Ibby • Jan 28, 2008 9:11 am
Suharto's dead.
One less ruthless dictator left in the world.
One less ruthless dictator left in the world.
piercehawkeye45;427920 wrote:Dictators are like my rival's football team, no matter who they lost someone was always ready to stand up and take their spot. I don't know anything about Suharto but I doubt that it will be much better.
Ibram;427743 wrote:Suharto's dead.
One less ruthless dictator left in the world.
Urbane Guerrilla;429166 wrote:Quite right, Ibbie. I knew there was hope for you.
Now really, would anyone object to speeding the process up around the world? Our troubles come from undemocratic societies.
The Archive has worked for many years to open U.S. government files on Indonesia and East Timor. In December 2001, the Archive posted newly declassified documents showing that Secretary of State Henry Kissinger and President Gerald Ford gave the green light to Indonesia's 1975 invasion of East Timor, the beginning of a 24-year occupation in which more than 100,000 Timorese died (Readers are invited to refer to this earlier briefing book for historical background on East Timor and Indonesia's 1975 invasion).
They also demonstrate that Washington realized Indonesia's intention of taking East Timor by force far earlier than previously recognized, was aware of - and discounted or suppressed - credible reports of ongoing Indonesian atrocities from 1975 to 1983, turned a blind eye to the extensive use of U.S. weapons in East Timor, and through 1999 viewed the crisis in East Timor primarily as a distraction from its priority of maintaining close relations with the Indonesian government and armed forces.
Up until the very end, Washington's role in this unfolding drama has been deplorable.

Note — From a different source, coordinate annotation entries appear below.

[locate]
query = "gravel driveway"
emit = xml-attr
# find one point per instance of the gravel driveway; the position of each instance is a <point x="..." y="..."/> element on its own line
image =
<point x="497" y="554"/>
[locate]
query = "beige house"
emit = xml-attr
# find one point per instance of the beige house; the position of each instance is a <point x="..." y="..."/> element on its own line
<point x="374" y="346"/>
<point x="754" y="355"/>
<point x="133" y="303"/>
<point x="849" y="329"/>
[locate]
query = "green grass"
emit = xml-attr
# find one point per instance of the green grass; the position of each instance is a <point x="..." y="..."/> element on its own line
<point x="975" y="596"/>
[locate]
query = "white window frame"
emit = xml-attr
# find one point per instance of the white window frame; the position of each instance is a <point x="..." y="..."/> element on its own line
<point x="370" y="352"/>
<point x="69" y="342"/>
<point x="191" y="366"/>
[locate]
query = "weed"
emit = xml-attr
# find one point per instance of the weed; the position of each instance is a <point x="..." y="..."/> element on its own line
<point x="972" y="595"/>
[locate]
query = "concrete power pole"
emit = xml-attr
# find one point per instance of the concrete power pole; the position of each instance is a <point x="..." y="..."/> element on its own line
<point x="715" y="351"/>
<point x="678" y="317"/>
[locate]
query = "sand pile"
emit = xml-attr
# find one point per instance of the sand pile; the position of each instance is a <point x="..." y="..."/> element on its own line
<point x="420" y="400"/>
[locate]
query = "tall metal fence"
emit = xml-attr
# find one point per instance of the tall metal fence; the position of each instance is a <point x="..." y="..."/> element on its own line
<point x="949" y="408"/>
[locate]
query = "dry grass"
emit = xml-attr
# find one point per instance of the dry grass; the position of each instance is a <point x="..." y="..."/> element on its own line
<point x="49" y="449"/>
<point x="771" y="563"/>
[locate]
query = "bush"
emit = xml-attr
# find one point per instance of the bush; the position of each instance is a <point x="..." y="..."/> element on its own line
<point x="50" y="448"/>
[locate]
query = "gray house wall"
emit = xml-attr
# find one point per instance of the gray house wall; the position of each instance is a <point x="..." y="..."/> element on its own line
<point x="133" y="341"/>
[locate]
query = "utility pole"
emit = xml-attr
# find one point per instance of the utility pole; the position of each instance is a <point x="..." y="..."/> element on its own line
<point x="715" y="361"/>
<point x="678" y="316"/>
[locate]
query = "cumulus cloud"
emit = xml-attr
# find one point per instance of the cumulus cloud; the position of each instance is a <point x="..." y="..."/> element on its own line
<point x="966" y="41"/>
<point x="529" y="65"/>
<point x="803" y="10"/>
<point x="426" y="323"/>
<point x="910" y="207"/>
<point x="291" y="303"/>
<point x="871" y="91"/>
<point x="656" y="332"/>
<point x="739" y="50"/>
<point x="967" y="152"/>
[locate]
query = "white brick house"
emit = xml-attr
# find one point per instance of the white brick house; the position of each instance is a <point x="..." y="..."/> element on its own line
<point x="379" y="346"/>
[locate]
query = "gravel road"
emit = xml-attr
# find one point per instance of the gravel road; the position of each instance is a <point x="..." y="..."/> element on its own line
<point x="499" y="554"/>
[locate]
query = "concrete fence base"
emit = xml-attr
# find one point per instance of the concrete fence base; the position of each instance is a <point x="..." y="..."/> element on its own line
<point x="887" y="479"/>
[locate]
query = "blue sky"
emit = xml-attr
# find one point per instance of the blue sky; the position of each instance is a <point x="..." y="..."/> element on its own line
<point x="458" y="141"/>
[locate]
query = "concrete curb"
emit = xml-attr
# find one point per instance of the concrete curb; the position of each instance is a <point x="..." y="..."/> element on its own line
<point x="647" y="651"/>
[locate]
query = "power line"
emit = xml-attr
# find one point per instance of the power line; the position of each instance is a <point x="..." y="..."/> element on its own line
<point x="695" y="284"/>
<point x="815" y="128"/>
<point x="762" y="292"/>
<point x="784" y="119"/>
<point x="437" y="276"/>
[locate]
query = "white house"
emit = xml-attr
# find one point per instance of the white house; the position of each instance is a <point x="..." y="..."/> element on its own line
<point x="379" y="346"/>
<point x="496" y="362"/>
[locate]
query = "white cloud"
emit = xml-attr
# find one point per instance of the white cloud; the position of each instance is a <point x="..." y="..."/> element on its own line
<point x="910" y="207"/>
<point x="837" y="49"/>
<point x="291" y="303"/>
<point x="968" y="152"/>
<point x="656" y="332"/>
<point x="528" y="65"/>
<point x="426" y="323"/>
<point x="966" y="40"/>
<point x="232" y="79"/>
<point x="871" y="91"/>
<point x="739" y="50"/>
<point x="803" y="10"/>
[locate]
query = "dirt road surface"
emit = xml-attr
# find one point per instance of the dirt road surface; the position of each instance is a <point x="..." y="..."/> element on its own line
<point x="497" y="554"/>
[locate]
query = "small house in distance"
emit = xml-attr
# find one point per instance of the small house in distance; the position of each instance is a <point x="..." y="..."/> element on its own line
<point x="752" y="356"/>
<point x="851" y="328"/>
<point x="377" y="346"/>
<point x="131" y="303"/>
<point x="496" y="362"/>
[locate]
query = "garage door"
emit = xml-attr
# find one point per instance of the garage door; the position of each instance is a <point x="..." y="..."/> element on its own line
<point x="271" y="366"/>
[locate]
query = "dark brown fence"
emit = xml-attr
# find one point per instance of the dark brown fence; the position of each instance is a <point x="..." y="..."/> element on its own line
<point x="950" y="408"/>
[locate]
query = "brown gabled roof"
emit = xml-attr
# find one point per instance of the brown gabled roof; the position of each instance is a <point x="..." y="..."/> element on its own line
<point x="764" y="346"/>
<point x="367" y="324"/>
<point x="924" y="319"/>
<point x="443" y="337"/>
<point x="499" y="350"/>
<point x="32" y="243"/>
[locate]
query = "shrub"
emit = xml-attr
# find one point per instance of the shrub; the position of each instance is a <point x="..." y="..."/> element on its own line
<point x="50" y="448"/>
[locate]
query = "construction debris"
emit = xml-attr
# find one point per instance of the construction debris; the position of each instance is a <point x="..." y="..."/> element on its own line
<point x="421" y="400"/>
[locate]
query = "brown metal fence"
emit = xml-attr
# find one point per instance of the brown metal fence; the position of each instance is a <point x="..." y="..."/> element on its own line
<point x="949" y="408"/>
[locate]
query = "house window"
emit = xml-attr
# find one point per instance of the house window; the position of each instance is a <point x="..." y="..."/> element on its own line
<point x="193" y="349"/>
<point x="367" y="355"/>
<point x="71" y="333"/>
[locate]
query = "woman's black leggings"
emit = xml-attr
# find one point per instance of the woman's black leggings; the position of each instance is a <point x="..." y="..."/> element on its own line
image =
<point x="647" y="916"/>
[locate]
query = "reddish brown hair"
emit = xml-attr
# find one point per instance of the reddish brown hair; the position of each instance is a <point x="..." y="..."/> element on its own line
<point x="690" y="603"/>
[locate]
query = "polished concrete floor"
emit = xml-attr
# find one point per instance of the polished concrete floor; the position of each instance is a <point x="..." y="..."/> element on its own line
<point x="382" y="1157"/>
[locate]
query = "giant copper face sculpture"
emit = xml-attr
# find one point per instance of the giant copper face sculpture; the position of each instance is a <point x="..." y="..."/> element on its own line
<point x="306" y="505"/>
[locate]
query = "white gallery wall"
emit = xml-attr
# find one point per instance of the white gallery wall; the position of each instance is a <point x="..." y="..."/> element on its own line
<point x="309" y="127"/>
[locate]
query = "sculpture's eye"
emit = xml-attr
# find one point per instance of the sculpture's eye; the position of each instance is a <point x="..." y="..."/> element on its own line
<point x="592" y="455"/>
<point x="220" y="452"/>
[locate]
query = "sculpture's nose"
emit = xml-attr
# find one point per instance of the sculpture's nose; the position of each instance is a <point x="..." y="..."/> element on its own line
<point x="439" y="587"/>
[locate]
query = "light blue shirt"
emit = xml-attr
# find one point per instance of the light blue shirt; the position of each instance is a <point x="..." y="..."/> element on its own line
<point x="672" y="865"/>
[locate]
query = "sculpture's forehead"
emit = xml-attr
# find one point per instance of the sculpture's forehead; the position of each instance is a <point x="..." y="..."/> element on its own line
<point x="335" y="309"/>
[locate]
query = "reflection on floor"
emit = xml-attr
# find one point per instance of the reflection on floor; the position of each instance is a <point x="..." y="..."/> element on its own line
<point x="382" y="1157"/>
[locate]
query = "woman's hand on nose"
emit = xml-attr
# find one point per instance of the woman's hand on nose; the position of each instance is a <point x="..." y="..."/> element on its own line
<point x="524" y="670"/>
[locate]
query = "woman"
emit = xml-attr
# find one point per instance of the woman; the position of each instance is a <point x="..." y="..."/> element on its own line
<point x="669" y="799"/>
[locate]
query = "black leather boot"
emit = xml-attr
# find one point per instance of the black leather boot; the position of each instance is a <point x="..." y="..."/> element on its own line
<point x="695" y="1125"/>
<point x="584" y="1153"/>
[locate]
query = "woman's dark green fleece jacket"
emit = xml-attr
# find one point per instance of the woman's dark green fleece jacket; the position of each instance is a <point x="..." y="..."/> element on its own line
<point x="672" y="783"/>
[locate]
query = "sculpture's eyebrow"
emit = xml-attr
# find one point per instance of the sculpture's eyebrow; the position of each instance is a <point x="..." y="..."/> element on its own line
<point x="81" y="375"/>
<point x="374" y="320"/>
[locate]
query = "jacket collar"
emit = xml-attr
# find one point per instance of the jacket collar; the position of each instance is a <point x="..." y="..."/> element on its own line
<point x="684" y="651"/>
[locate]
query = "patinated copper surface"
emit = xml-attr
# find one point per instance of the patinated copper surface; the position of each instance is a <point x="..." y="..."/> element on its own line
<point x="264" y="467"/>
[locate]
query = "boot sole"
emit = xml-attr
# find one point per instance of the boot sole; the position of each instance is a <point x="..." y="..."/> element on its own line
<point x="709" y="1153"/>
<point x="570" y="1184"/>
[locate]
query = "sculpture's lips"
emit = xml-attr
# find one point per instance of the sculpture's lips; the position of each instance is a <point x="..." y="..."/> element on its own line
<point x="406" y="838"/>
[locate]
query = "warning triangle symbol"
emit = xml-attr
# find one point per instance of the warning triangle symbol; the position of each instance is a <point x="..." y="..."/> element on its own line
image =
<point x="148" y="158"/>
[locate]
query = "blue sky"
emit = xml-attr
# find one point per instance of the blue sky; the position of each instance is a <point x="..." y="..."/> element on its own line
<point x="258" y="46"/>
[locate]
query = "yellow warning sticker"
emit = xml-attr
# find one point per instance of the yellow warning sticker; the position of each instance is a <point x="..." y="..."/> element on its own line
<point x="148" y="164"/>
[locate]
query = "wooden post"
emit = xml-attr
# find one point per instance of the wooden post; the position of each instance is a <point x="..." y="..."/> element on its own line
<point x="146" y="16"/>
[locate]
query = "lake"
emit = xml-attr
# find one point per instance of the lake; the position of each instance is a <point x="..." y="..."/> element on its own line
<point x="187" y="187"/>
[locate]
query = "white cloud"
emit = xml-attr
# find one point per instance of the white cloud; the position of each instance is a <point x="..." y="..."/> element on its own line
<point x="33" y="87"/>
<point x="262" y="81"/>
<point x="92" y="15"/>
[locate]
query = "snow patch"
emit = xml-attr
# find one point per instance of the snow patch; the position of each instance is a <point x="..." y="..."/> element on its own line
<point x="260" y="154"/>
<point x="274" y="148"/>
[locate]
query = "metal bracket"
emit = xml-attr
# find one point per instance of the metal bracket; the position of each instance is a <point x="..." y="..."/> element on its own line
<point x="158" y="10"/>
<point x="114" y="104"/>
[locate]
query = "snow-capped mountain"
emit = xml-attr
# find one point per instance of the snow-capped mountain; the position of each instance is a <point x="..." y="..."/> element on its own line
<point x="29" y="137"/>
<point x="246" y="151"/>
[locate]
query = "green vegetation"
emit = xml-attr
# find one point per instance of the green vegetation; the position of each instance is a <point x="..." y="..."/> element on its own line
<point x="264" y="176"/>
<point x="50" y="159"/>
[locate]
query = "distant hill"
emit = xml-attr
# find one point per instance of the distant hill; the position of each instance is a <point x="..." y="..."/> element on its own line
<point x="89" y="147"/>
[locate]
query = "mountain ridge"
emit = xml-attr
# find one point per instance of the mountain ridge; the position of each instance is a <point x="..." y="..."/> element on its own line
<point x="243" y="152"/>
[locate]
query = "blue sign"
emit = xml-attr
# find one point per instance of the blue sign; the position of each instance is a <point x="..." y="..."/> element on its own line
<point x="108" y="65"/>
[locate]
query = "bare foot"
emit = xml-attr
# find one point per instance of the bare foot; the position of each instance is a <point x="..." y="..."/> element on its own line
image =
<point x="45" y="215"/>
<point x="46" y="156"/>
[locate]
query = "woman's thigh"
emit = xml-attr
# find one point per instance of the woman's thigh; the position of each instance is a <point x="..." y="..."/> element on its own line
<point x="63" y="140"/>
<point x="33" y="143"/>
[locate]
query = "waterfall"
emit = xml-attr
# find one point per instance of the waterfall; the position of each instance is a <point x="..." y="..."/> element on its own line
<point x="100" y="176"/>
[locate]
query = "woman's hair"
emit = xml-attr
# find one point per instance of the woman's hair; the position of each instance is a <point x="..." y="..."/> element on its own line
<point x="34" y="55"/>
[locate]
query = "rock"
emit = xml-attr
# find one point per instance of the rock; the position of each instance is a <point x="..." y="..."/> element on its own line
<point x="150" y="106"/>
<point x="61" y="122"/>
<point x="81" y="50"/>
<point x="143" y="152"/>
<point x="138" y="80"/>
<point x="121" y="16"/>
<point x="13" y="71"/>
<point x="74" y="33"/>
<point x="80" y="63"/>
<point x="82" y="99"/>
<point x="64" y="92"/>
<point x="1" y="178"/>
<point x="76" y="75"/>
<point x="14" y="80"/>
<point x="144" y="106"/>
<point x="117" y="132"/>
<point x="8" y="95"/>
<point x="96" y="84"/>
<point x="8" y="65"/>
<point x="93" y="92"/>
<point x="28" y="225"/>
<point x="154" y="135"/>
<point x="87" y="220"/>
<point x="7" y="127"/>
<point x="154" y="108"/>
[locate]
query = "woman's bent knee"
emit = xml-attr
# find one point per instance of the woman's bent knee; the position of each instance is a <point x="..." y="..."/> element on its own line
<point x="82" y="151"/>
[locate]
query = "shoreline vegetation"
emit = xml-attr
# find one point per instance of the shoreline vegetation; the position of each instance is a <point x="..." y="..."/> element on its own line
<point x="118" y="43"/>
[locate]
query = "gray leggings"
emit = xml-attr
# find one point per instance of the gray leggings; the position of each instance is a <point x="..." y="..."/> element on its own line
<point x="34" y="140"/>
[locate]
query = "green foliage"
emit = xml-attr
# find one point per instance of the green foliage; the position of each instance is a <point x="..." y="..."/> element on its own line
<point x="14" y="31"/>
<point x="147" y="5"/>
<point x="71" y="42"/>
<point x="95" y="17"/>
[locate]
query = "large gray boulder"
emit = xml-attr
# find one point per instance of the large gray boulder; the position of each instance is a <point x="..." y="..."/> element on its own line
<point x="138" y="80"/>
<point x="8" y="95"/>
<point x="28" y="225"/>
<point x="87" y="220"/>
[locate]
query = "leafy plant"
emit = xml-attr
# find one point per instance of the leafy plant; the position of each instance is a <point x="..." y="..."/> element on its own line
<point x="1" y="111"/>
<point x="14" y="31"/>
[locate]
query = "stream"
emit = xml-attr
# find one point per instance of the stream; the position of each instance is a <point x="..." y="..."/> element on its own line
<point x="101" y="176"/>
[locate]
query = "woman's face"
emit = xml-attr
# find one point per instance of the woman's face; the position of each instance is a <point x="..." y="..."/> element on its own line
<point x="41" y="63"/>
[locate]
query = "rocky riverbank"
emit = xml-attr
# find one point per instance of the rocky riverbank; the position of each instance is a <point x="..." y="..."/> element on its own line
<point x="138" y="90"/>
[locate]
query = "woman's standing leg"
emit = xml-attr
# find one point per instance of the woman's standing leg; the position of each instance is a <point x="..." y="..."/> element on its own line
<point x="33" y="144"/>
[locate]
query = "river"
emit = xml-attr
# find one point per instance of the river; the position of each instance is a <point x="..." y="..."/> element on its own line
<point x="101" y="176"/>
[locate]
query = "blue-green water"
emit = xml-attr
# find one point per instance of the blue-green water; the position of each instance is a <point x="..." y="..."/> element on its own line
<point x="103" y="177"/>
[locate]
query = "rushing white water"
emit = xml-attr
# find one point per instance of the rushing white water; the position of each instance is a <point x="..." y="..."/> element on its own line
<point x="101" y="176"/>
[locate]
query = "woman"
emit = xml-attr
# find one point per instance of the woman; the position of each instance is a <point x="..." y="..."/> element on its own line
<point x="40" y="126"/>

The United States supported Suharto from day one and then for 12,000 days after that. Only in the last ten hours of his rule did Washington begin to distance itself from the dictator.
Let's remember: After pushing aside Indonesia's founding president Sukarno in 1965, Suharto and his military killed as many as one million people. The U.S. government gave Suharto a helping hand, even providing the generals with the names of 5,000 suspected communists. The United States also made sure that Suharto's men had enough weapons to do the job. "A steady flow of cable traffic between the U.S. embassy in Jakarta and Washington released under the Freedom of Information Act shows conclusively that the United States was well aware of the killings, approved of them, and even sent emergency supplies of small firearms to arm the killers," writes Carmel Budiardjo in Surviving Indonesia's Gulag: A Western Woman Tells Her Story (Cassell).
In the ensuing years, the United States continued to arm Suharto and give economic aid. In December 1975, Secretary of State Henry Kissinger and President Gerald Ford visited Jakarta and gave Suharto the green light to invade East Timor, which he did within forty-eight hours. That invasion and occupation cost 200,000 lives.
Suharto was Washington's creature. And it took Washington the longest time to abandon him. Even on the last day of his rule, there was a split within the Administration over whether to call for him to step down or muffle criticism.
xoxoxoBruce;429172 wrote:UG wants to be a ruthless dictator, to the whole world.